True if it is usable otherwise False

try_extraction(archive_file_path, file_to_extract, dest_dir_path)

Calls the extraction program to extract a file from an archive

Parameters:

Name Type Description Default
archive_file_path str

path to the archive

required
file_to_extract str

file name to extract from the archive

required
dest_dir_path str

destination directory where the extracted file will be stored

required

Returns:

Type Description
bool

True on success otherwise False

DownloadClient(client=None, logger=None, tracing=True, check_admin=False, check_pcache=False)

Initialises the basic settings for an DownloadClient object

Parameters:

Name Type Description Default
client Optional[Client]

Optional: rucio.client.client.Client object. If None, a new object will be created.

None
external_traces

Optional: reference to a list where traces can be added

required
logger Optional[LoggerFunction]

Optional: logging.Logger object. If None, default logger will be used.

None

download_pfns(items, num_threads=2, trace_custom_fields=None, traces_copy_out=None, deactivate_file_download_exceptions=False)

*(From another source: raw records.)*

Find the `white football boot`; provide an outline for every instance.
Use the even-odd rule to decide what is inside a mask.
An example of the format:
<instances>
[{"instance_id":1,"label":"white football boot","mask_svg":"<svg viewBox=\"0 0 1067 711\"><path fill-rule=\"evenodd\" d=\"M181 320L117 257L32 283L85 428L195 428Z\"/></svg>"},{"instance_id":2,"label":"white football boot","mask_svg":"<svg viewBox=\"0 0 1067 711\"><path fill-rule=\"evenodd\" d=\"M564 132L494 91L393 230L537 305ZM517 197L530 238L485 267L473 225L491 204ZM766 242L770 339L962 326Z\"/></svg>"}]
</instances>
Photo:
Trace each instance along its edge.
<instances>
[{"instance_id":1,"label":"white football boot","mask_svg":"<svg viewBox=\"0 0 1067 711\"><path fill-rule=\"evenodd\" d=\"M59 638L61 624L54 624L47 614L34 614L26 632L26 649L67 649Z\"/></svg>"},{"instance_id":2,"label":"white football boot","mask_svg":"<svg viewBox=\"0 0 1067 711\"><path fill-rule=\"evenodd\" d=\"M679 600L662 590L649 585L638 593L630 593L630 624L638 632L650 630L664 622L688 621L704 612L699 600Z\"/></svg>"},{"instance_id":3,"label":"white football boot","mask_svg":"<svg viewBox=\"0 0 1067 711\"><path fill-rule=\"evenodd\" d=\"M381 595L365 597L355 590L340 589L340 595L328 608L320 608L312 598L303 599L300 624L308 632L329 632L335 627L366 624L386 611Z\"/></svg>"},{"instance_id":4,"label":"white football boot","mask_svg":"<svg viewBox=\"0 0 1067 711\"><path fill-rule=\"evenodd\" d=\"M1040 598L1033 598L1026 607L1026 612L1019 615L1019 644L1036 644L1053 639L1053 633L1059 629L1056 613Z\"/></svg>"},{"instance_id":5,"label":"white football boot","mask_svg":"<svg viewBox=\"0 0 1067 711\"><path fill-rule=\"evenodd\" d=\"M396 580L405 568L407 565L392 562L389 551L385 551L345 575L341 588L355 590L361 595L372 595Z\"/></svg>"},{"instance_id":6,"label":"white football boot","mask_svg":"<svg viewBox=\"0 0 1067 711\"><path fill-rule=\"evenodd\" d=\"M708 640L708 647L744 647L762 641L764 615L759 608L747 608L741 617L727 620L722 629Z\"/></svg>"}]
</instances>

Download items with a given PFN. This function can only download files, no datasets.

Parameters:

Name Type Description Default
items list[dict[str, Any]]

List of dictionaries. Each dictionary describing a file to download. Keys: pfn - PFN string of this file did - DID string of this file (e.g. 'scope:file.name'). Wildcards are not allowed rse - rse name (e.g. 'CERN-PROD_DATADISK'). RSE Expressions are not allowed base_dir - Optional: Base directory where the downloaded files will be stored. (Default: '.') no_subdir - Optional: If true, files are written directly into base_dir. (Default: False) adler32 - Optional: The adler32 checmsum to compare the downloaded files adler32 checksum with md5 - Optional: The md5 checksum to compare the downloaded files md5 checksum with transfer_timeout - Optional: Timeout time for the download protocols. (Default: None) check_local_with_filesize_only - Optional: If true, already downloaded files will not be validated by checksum.

required
num_threads int

Suggestion of number of threads to use for the download. It will be lowered if it's too high.

2
trace_custom_fields Optional[dict[str, Any]]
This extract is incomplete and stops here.